LDR Completes Two-Level Cervical Disc Study Enrollment in the United States


    LDR, a privately held company with innovative spinal implants for
    both non-fusion and fusion applications, announced enrollment
    completion for the two-level IDE study on its second generation
    Mobi-C(R) cervical artificial disc. LDR began enrolling patients in
    the first concurrent one and two-level cervical artificial disc study
    in April of 2006, following nearly two years of clinical experience
    outside the U.S.

    The product was first introduced outside the U.S. in November 2004
    and has now been used to treat over 5,500 patients worldwide,
    including the 600 patients involved in this FDA study. The Mobi-C
    mobile bearing design reduces the stresses on the bone, thereby
    eliminating the need for invasive screws or keels. These unique
    features make the Mobi-C ideal for multi-level surgeries, an
    anticipated indication for many patients throughout the world.

    Christophe Lavigne, president and CEO of LDR says, "This is a
    giant step for our company and I would like to congratulate all the
    people involved. We are proud to be the first private company to have
    completed IDE enrollment for both one and two levels. We especially
    feel that the rapid completion of enrollment in the 2-level arm of our
    study confirms the need for a multi-level solution such as Mobi-C. We
    anticipate that enrollment of patients in cervical artificial disc
    studies will become increasingly difficult as consumers in the United
    States now have cervical artificial disc options available without
    entering into a clinical trial."

    Reginald Davis, M.D., a prominent neurosurgeon with Greater
    Baltimore Neurosurgical Associates whose site was the first to
    complete enrollment in the study comments, "The mobile bearing
    technology platform of Mobi-C offers distinct advantages to surgeons
    and patients, the biggest of which is that no keels or screws are
    necessary to ensure the primary stability of the implant."

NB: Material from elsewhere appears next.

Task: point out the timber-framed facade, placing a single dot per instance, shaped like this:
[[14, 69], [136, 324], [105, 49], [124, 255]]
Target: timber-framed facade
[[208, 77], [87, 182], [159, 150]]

    Hyun Bae, M.D., with The Spine Institute at Saint John´s Health
    Center adds, "The ability to use a single product to treat either
    single or multi-level indications is an important benefit for both
    surgeons and patients to consider. I have been pleased with the ease
    of use with the Mobi-C and believe the product has a bright future in
    cervical arthroplasty."

    LDR was founded in 2000 by seasoned spine executives after their
    successful experience with JBS, the French company that designed one
    of the industry´s first-generation artificial discs. LDR was created
    to bring innovative non-fusion and fusion spine implants that address
    unmet or underserved needs to market. The company is now selling its
    products worldwide in over 30 countries.

    LDR works closely with surgeons to develop implantable spine
    systems and instrumentation that restore optimum stability and
    mobility to patients and to make spine surgery more reproducible and
    easier to perform. More information is located at www.ldrholding.com.

    Caution: Mobi-C is an investigational device in the U.S. and is
    limited by U.S. law to investigational use.